Much of the Horn of Africa has been struck this summer by one of the worst droughts in 60 years. But two Shabab-controlled parts of southern Somalia are the only areas where the United Nations has declared a famine, using scientific criteria of death and malnutrition rates.
The Shabab -
dudes or
young men in Arabic - are a nasty hybrid of street gangs, old-school warlords, and self-righteous
Salafi sheikhs. They terrorize outsiders a little, and terrorize Muslim Somalis daily.
The Shabab Islamist insurgent group, which controls much of southern Somalia, is blocking starving people from fleeing the country and setting up a cantonment camp where it is imprisoning displaced people who were trying to escape Shabab territory.
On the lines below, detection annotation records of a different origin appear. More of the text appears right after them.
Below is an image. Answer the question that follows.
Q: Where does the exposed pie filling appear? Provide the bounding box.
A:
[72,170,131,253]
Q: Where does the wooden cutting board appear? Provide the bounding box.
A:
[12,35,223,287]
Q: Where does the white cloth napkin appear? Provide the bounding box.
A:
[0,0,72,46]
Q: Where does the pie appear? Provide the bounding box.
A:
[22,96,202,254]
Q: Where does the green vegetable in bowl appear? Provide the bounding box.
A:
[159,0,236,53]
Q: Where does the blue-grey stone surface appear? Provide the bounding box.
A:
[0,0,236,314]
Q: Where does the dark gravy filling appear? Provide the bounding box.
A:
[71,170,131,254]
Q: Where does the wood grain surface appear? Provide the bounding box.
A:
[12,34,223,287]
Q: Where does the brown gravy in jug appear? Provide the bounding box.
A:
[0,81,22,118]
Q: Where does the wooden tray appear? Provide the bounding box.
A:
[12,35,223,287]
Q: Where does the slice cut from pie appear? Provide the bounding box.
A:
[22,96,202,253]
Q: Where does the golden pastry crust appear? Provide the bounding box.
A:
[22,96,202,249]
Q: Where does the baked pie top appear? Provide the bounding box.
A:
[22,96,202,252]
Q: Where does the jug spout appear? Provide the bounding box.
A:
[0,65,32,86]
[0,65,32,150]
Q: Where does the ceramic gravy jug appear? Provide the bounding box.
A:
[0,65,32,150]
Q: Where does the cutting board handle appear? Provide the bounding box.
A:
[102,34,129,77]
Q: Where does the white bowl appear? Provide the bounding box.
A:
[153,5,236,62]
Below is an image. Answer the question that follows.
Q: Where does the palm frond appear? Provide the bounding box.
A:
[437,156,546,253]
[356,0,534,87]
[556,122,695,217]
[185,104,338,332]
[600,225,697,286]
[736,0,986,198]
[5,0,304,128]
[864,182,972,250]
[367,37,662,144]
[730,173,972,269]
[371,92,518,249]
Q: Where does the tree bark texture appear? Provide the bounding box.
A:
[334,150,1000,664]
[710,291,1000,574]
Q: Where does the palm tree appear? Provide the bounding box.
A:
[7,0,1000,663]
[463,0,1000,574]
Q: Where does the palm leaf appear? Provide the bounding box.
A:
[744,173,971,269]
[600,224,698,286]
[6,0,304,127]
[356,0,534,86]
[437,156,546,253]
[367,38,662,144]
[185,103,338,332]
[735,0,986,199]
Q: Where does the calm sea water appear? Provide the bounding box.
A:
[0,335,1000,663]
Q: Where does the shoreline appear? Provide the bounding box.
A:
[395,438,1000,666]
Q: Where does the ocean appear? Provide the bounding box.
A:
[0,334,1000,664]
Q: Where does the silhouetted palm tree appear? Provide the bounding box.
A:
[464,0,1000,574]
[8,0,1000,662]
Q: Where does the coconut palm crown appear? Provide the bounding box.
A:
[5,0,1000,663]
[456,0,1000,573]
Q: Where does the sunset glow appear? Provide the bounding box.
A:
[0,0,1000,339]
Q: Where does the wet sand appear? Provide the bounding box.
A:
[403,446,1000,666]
The group is widely blamed for causing a famine in Somalia by forcing out many Western aid organizations, depriving drought victims of desperately needed food. The situation is growing bleaker by the day, with tens of thousands of Somalis already dead and more than 500,000 children on the brink of starvation.
People from those areas who were interviewed in Mogadishu say Shabab fighters are blocking rivers to steal water from impoverished villagers and divert it to commercial farmers who pay them taxes. The Shabab are intercepting displaced people who are trying to reach Mogadishu and forcing them to stay in a Shabab-run camp about 25 miles outside the city. The camp now holds several thousand people and receives only a trickle of food.
Sharia law, in any manifestation of which I am aware, is 'morality for thee but not for me.' When the stringent laws of 7th-century Arabia are married to the Al-Qaeda credo of absolution through
jihad, they metastasize into a diabolical terror of hedonistic puritanism, where the most guilty flog the most innocent in a bloody quest for the forgiveness of their own sins.
1 comment:
The ethical question here is whether the Christian and humanist West should give food and water directly to the Shabab, since they make it unsafe for us to administer it ourselves.
I would say not: we should only give things that are nearly useless to the strong and powerful, such as baby formula, infant-sized hospital beds, and specific medications. And every single thing we give ought to be indelibly imprinted with UN, American, Red Cross, or Somalian Transitional Government symbols. Let the people know: the outside world cares more about them than the Shabab or the warlords.